Mudança na distribuição do Fundo de Arrecadação de Custas do judiciário gera debate entre entidades
A possível alteração na distribuição percentual do Fundo de Arrecadação de Custas Cartorárias tem gerado intenso debate entre órgãos públicos. O projeto de lei, que aguarda sanção do governador Jerônimo Rodrigues (PT), propõe aumentar de 1% para 4% a participação do Ministério Público da Bahia (MP-BA) nas receitas cartorárias, reduzindo de 13,2% para 9,2% a fatia destinada ao Fundo Especial de Compensação (Fecom).
Enquanto o MP-BA defende a medida como essencial para a autonomia financeira do órgão e ampliação de ações de interesse público, o Fecom e associações cartorárias alertam para riscos à gratuidade de serviços essenciais e à manutenção de cartórios deficitários. Dados apresentados ao Executivo, para o encaminhamento do projeto à Assembleia Legislativa da Bahia (AL-BA), mostram que entre 3% e 20% de custas cartoriais são utilizados para repasses ao MP dos respectivos estados.
Houve, então, o início de uma batalha de versões. Enquanto defensores do projeto argumentam que o superávit acumulado teria sobrevida pelo menos até 2030, ainda que não houvesse ampliação das arrecadações, os críticos sugerem que a mudança na legislação vai tornar inviável a manutenção de serviços gratuitos e de cartórios deficitários. Os primeiros asseguram que o Fecom manterá suas obrigações legais previstas, e os segundos querem impedir que a medida entre em vigor.
Documentos obtidos dos relatórios anuais do Fecom entre os anos de 2022 a 2024, através do portal da transparência, bem como projeções da Secretaria da Fazenda (Sefaz), obtidos por fontes ligadas ao BN, mostram que o fundo acumulou superávit acima de R$ 30 milhões em dois anos. As mesmas informações projetam um saldo de caixa de R$ 280 milhões até 2025. Em 2023, por exemplo, as despesas foram de R$ 32,8 milhões, enquanto as receitas somaram R$ 177,7 milhões, indicando folga financeira.

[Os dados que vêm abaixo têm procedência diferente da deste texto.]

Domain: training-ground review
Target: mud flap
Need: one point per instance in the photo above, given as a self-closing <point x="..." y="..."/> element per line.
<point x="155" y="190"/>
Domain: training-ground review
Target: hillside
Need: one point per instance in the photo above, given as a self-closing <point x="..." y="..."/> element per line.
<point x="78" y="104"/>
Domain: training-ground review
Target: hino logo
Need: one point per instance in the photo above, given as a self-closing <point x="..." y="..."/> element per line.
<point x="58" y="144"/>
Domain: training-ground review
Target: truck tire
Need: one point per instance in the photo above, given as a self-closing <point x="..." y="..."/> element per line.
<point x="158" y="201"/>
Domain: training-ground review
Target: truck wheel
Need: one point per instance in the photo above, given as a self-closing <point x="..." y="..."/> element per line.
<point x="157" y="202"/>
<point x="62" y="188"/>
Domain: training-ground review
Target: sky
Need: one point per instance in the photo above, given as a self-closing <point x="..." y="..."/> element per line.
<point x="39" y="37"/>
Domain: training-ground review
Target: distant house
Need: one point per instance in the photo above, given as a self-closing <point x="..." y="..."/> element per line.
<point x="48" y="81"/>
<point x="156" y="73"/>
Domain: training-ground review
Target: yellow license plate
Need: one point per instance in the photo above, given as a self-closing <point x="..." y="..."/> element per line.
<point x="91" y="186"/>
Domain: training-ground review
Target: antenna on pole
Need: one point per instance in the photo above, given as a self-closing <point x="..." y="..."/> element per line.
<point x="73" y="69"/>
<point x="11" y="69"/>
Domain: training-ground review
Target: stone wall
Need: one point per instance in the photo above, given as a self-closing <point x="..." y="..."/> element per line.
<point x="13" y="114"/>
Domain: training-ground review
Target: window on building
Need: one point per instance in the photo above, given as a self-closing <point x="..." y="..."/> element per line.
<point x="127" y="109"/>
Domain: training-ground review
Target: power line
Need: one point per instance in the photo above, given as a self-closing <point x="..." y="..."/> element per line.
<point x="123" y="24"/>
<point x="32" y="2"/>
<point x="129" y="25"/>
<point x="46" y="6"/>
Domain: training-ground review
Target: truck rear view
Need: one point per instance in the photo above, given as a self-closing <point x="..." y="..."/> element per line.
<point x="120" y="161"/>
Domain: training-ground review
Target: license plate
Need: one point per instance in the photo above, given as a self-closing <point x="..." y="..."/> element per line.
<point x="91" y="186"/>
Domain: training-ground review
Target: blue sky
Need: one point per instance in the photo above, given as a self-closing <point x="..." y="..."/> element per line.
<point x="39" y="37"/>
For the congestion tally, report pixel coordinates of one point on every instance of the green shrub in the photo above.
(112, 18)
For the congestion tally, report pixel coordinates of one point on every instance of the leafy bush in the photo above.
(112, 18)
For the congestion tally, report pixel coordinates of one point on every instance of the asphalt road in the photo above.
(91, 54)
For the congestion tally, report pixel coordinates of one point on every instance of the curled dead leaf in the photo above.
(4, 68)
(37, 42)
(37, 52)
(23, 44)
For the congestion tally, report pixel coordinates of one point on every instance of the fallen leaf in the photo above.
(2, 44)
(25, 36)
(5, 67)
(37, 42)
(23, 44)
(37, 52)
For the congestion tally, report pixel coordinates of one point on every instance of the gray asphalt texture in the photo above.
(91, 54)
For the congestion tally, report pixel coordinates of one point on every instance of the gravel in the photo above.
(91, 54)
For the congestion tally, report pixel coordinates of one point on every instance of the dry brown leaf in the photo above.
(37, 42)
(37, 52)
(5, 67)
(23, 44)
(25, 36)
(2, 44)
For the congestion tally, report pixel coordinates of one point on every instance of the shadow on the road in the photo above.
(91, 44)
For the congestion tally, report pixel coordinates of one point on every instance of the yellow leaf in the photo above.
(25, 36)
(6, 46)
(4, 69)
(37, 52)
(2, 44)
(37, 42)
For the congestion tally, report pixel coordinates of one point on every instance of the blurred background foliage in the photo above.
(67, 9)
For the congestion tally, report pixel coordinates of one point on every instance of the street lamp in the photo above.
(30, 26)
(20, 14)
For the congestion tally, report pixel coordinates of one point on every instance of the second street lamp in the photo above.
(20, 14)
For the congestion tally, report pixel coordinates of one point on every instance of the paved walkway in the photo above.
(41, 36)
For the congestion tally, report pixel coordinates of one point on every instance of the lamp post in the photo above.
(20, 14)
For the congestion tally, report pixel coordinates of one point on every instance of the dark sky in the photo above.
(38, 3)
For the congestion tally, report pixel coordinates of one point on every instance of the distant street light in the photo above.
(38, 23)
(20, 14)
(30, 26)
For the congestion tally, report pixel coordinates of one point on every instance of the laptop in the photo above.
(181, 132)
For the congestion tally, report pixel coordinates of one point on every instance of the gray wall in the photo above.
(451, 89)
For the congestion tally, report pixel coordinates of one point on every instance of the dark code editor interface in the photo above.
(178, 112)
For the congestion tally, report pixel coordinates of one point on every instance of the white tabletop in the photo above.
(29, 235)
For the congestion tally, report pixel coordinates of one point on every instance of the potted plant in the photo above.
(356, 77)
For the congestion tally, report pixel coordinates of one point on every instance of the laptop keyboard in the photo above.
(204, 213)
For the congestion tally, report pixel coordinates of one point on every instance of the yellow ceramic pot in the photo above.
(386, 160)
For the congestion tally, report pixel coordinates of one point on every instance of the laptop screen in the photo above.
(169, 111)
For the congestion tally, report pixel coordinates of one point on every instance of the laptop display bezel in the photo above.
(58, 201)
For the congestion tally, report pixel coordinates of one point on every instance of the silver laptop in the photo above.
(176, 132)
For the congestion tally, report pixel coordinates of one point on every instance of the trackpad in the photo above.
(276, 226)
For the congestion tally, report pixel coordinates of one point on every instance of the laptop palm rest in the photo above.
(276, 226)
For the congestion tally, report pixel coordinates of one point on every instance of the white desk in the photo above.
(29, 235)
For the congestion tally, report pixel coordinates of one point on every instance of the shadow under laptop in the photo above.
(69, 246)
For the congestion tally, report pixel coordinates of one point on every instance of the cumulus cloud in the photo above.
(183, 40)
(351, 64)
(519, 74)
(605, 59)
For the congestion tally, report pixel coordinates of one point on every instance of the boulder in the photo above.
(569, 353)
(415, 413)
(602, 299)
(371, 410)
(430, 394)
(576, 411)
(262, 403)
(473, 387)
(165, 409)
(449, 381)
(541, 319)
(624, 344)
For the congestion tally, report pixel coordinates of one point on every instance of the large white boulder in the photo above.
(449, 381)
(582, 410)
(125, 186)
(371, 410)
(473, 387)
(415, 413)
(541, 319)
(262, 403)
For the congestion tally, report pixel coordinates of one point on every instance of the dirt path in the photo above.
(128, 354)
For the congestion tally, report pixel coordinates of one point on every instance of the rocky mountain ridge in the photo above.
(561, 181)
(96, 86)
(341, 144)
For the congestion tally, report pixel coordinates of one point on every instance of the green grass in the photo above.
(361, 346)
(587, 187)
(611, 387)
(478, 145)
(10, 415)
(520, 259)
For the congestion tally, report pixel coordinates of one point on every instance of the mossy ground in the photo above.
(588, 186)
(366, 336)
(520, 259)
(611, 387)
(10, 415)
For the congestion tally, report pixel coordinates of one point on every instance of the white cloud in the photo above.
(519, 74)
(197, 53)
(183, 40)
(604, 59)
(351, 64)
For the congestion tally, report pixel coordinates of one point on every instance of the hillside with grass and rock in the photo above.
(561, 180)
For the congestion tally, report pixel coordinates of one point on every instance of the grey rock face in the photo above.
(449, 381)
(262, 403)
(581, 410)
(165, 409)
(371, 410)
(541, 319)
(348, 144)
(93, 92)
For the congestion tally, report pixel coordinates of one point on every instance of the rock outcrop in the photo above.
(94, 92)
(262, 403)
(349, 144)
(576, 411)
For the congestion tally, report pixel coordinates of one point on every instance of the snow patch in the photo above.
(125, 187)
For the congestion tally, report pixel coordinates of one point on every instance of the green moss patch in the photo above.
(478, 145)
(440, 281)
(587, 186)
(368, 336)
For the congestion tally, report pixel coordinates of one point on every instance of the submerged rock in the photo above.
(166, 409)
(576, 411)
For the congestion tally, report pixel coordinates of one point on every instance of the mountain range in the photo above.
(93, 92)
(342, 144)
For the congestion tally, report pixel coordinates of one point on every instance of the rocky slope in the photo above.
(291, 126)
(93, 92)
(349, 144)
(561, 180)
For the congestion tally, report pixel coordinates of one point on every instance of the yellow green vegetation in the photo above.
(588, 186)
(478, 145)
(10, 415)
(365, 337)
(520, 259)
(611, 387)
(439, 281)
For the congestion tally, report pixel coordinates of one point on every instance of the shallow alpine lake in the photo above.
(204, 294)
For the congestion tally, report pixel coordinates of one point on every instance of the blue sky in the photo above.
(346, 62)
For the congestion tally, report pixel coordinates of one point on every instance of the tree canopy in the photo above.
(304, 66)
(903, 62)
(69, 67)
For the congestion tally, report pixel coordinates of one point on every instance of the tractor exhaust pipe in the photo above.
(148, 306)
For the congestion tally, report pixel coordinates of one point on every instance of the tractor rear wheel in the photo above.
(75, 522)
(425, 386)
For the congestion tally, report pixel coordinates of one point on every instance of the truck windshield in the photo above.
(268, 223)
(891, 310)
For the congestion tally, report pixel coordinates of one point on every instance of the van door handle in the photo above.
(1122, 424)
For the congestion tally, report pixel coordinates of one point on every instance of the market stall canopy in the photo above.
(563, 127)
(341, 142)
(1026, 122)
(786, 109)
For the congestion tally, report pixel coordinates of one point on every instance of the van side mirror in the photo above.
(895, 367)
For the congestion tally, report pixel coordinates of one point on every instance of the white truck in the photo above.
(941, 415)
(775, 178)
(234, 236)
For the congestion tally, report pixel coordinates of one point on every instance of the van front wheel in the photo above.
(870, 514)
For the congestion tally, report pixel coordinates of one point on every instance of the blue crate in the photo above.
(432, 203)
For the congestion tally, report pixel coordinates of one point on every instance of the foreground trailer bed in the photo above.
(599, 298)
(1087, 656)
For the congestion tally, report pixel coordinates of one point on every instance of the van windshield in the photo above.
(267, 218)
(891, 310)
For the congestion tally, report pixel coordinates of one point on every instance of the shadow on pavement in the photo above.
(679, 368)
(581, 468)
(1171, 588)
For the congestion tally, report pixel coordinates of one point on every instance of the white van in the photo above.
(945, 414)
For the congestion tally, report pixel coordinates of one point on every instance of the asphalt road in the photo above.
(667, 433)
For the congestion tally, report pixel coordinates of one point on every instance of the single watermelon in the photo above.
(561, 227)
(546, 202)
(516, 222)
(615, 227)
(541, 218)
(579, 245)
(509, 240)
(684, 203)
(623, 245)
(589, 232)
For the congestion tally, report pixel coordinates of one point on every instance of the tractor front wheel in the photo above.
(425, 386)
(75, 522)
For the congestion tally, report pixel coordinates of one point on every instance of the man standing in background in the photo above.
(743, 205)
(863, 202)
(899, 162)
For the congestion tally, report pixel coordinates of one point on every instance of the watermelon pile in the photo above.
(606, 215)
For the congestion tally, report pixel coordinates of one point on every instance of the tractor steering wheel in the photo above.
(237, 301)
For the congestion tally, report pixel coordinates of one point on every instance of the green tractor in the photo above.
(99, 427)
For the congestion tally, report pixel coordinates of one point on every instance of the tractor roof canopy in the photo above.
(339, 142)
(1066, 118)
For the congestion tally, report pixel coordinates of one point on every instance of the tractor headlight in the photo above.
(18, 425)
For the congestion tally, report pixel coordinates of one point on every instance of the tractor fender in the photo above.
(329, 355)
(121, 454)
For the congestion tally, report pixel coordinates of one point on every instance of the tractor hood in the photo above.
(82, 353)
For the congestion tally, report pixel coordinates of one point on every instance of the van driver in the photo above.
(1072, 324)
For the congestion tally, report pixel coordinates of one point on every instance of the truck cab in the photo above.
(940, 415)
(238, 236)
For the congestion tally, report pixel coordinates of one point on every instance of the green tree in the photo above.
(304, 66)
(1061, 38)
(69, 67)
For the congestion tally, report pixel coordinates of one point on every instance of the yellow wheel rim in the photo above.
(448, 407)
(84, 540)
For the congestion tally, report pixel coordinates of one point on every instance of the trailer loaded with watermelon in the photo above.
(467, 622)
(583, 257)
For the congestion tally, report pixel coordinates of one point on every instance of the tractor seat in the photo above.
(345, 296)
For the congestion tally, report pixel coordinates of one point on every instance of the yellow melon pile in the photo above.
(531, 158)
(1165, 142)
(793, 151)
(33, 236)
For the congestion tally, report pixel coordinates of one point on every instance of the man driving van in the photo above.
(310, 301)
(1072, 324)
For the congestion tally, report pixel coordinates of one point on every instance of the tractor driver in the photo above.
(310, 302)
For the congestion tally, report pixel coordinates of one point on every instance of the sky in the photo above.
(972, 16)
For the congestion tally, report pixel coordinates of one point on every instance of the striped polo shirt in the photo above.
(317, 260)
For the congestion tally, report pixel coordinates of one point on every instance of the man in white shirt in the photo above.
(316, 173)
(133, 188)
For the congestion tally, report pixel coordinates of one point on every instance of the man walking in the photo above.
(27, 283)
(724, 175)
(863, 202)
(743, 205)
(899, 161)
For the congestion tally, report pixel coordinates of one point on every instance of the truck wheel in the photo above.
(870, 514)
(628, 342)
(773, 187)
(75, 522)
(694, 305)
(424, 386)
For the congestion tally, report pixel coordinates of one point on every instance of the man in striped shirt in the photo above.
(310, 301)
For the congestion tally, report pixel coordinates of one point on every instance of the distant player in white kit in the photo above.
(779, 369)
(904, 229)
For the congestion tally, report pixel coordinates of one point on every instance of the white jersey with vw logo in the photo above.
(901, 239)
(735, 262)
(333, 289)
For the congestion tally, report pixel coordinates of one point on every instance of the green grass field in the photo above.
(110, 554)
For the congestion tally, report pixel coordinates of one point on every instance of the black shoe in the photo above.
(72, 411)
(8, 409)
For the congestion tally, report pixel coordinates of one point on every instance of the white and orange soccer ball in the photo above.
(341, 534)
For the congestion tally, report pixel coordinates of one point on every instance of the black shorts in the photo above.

Além disso, o superávit acumulado no Fecom não possuiria justificativa, já que o fundo não tem finalidade de represar recursos, mas de custear serviços específicos. Reajustes anuais de custas cartoriais, bem como a adoção de políticas de regularização fundiária desenvolvidas pelo Estado da Bahia e por municípios, gerariam a manutenção de projeções positivas de arrecadação para todos os beneficiários com a legislação proposta.
Foto: Reprodução / Portal da transparência Fecom
Foto: Reprodução / Portal da transparência do Fecom
Segundo as associações cartorárias a redução percentual pode, a longo prazo, comprometer a sustentabilidade do fundo. Eles citam projeções internas que indicam que, sem crescimento na arrecadação, o saldo cairia para R$ 42 milhões até 2030. Porém, análises técnicas da Sefaz, as quais o Bahia Notícias teve acesso, apontam que com crescimento anual de 10% na arrecadação, abaixo da média de 17%, o fundo se manteria estável.
Porém, chama atenção o fato que o site oficial da transparência do Fecom não exibe todas as fontes de receita que eram divulgadas anteriormente, como receita excedente do teto, resultado líquido e resultados financeiros de investimentos. Atualmente, na área de transparência do Fecom aparecem apenas as receitas com arrecadação, o que equivale aos 13,2% das custas cartoriais. No entanto, prints de anos passados comprovam que esses dados já foram públicos, incluindo detalhes sobre aplicações e rendimentos que hoje não estão disponíveis.
Veja:
Foto: Reprodução / Portal da transparência do Fecom
Foto: Reprodução / Portal da transparência do Fecom
Aprovado subitamente na AL-BA, o projeto foi encaminhado pelo Executivo no dia 16 de junho, véspera da apreciação pelos parlamentares. Desde então, associações e entidades ligadas ao sistema de cartórios têm buscado entes como o Tribunal de Justiça da Bahia (TJ-BA), a seção Bahia da Ordem dos Advogados do Brasil (OAB-BA) e até mesmo deputados para tentar evitar que o texto seja sancionado na íntegra por Jerônimo. Todavia, a matéria veio do próprio Executivo, tornando qualquer veto incomum.